While I was buried in the White House’s amazing email fraud yesterday, the Politico posted an article further developing the NRCC accounting story. The Politico describes three roots to the accounting fraud. The NRCC no longer required executive committee approval for certain expenditures, it consolidated all its accounts, and it permitted people to work outside the NRCC.
Under Virginia Rep. Tom Davis and New York Rep. Thomas Reynolds, who chaired the committee from 1999 until the end of 2006, the NRCC waived rules requiring the executive committee — made up of elected leaders and rank-and-file Republican lawmakers — to sign off on expenditures exceeding $10,000, merged the various department budgets into a single account and rolled back a prohibition on committee staff earning an income from outside companies.
These changes gave committee staffers more freedom to spend money quickly and react to a shifting political landscape during heated campaign battles, and House Republicans were able to claim larger majorities after the 2000, 2002 and 2004 elections.
The article goes on to provide a few details that–along with an admittedly amateur review of the FEC filings involved I did–sheds further light on what’s going on.
In another decision that has become controversial, the NRCC began, during Davis’ chairmanship, to allow its staffers to earn outside income. Taking advantage of that change, Ward founded Political Compliance Services in 2001 with Susan Arceneaux, helping dozens of lawmakers and congressional candidates comply with Federal Election Commission laws. The two severed their ties earlier this year, a lawyer for Arceneaux said.

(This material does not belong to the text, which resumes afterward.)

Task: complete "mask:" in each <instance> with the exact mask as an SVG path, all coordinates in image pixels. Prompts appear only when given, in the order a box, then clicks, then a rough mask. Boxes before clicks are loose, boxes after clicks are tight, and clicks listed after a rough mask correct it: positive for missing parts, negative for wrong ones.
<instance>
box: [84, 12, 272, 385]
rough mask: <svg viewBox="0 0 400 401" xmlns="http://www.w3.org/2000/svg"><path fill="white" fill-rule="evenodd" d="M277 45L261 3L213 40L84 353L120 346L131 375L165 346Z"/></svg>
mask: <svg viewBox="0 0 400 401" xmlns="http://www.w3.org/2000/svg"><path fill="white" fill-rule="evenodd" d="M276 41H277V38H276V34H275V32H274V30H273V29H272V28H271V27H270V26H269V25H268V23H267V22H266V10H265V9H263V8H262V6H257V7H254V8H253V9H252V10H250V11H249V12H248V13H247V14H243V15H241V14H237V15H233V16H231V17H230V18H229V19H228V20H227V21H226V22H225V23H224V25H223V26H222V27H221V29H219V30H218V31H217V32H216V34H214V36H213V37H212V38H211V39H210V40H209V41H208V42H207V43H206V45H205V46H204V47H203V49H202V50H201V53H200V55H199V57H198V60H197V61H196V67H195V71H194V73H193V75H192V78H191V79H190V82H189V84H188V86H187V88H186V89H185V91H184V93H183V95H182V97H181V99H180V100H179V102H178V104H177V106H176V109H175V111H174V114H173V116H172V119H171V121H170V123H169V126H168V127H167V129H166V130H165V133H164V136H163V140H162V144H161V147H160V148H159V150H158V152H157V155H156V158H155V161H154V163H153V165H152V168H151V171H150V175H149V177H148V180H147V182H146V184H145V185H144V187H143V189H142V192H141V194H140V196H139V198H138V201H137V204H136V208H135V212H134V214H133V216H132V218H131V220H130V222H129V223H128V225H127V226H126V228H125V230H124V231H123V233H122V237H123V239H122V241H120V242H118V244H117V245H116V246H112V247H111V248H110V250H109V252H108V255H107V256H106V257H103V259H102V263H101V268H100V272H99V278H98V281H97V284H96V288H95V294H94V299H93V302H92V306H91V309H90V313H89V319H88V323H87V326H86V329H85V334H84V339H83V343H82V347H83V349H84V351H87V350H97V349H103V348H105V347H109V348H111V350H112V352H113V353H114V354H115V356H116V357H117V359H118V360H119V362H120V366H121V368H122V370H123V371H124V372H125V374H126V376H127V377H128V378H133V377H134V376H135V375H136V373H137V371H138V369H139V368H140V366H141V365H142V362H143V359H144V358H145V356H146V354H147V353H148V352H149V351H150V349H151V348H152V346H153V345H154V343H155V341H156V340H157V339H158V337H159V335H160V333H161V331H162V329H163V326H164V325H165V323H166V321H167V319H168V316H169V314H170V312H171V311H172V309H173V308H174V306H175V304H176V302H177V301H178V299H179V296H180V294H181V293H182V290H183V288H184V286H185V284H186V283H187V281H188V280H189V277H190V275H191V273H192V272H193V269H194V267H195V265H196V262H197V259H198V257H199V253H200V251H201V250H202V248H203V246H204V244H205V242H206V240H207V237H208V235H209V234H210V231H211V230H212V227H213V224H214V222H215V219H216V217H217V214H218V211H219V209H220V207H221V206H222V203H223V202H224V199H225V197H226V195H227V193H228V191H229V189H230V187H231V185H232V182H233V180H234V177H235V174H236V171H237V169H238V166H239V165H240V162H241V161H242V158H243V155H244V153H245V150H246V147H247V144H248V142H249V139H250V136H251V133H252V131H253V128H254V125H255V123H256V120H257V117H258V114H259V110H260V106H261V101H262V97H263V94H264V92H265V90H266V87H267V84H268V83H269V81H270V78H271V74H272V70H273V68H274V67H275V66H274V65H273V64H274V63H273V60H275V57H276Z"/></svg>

Ward wasn’t alone in seeking outside income. Don McGahn, the NRCC’s longtime counsel, was retained by numerous Republican campaigns and leadership PACs, helping those organizations comply with FEC disclosure requirements.
What appears to have happened after the changes is that Christoper Ward assumed the job of treasurer for the RNCC as well as a bunch of leadership PACs (and helped other start new ones). I didn’t look at the NRCC account, but the PACs all seem to follow the same pattern: It records no charges for overhead. Instead, there are only payments to PCS and a range of fund-raising companies. In some cases, those fund-raising companies appear to be fly-by-night organizations, with no other clients and located in dubious sounding businesses. In others, the "fundraiser" in question is McGahn. In McGahn’s case, it appears he was getting some bigger dollars under other line items. Also, these PACs don’t appear to spend much money, and what they spend appears to go to the swing races that RNCC had already targeted.
Also, in this same time period, Ward started or moved the bank accounts for these funds to Wachovia Bank. The article notes that it was a loan from Wachovia that first alerted the NRCC to the forged audit.
NRCC officials contacted the FBI soon after discovering that the former employee, Christopher J. Ward, had submitted what they believe to be a fake internal audit to Wachovia as part of a loan application by the committee.
But here’s the interesting thing about those accounts at Wachovia. In spite of the fact that Ward served as treasurer for a bunch of PACs and other funds using Wachovia, he didn’t have those accounts all at one branch. He had them spread out at branches around DC and (in at least one case) in North Carolina. I suspect such an arrangement would make it easy to move between accounts while still hiding some of that movement. Add in the fact that all the NRCC’s accounts got merged into one, and it sure seems like the set-up would make it relatively easy to launder money through these various accounts–presumably to benefit the people who were managing the books, but almost certainly also to launder soft money into hard, so it could be used directly on campaign expenses.
Mind you, this is all a big guess. But to this non-expert, it does look like the changes made it easier to move money between the various kinds of accounts at RNCC and in PACs to make it available for campaigns.